Halb geht nicht

Eine erfahrene Waldorfschullehrerin sagte mir einmal, dass die Kinder heute nicht mehr so »rund« und »rotbackig« seien wie früher. Heute seien sie eher groß gewachsen, schlank und manchmal auch ein bisschen blass. Rudolf Steiner wies schon damals auf diese Merkmale hin. Diese Entwicklung stellt den Lehrer vor besondere Herausforderungen und es bedarf besonderer pädagogischer Fähigkeiten. Zum Teil sind diese Fähigkeiten schon in die Wiege gelegt worden, weit mehr aber müssen sie in einem intensiven Studium geweckt und entwickelt werden.

Viele Menschen sind in ihrem Beruf heute unzufrieden und innerlich unerfüllt. Oder die Kinder sind jetzt größer oder aus dem Haus und man möchte wieder in einen Beruf voll einsteigen. Waldorflehrer werden wäre eine Option: Man hätte mit Kindern zu tun, hätte freie Gestaltungsräume, nicht zu vergessen Ferien und Gehalt. Doch sind das ausreichende Beweggründe? Wer Waldorflehrer ist, muss es aus Überzeugung tun. Zentral ist die Anthroposophie. Was Rudolf Steiner in seiner Zeit erkannt hat, trifft heute noch zu und teilweise mehr denn je. Ist das allen Waldorfschullehrern bewusst? Haben sie mehr als sich anthroposophisches Wissen angeeignet? Sind sie begeistert von der Anthroposophie? Die Waldorfschulen müssen heute mehr denn je diese innere Leuchtkraft ausstrahlen, um nicht im Sog der Vereinheitlichung unterzugehen.

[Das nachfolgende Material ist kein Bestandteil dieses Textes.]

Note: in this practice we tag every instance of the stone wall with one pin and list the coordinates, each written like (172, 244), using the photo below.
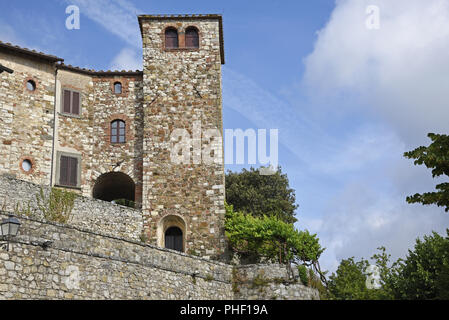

Jeder Lehrer sollte sich Rechenschaft darüber ablegen, ob er wirklich Waldorflehrer werden will und er methodisch-didaktisch in diesem Sinne unterrichtet. Waldorflehrersein bedeutet nicht, die anthroposophische Tür aufzumachen, wenn man das Gelände der Schule betritt, und beim Verlassen die Tür zuzumachen. Für einen Waldorflehrer ist die Anthroposophie beruflich und privat von Bedeutung. Halb geht nicht. Als Waldorflehrer ist man in erster Linie nicht Geldverdiener, sondern Menschenbildner.